TSE is short for animal diseases called 'Transmissible Spongiform Encephalopathies'. These diseases include BSE, scrapie and CWD and are caused by a pathogenic, heat-resistant prion protein. The prion is also resistant to UV and ionised radiation, and to disinfectants.
BSE was first described in cattle in Great Britain in 1986. Since then, it has spread mainly in Europe. There are also atypical forms of BSE based on spontaneous mutations of the prion protein. A new variant of Creutzfeldt-Jakob disease in humans was first diagnosed in 1996. Today it is assumed that BSE is transmitted to humans via food.
Scrapie is a prion disease in sheep and goats that has been known in Europe for centuries. It is not transmissible to humans. Atypical scrapie is a disease of a single animal , the exact nature of which is still being researched, but which also occurs in other countries that are free of classical scrapie.
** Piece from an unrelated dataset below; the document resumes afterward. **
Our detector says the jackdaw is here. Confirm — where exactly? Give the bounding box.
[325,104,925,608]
CWD (Chronic Wasting Disease) is a brain disease that occurs in North America in various species of deer and elk, but its significance for humans is not clear yet. In 2016, five cases of CWD were discovered in Norway and thus for the first time in Europe. Since then, cases of CWD have also occurred in Finland and Sweden.
The actual origin of the disease is unknown.
Mode of transmission
The disease is transmitted by feeding cattle meat and bone meal produced from contaminated and insufficiently treated animal carcasses.
Behavioural changes (anxious/aggressive reactions), uncoordinated gait, falling down, abnormal reactions to touch and sound, fear of crossing the manure pit, fear of passages, fear of the smallest obstacles, hypersensitivity to light, muscle trembling.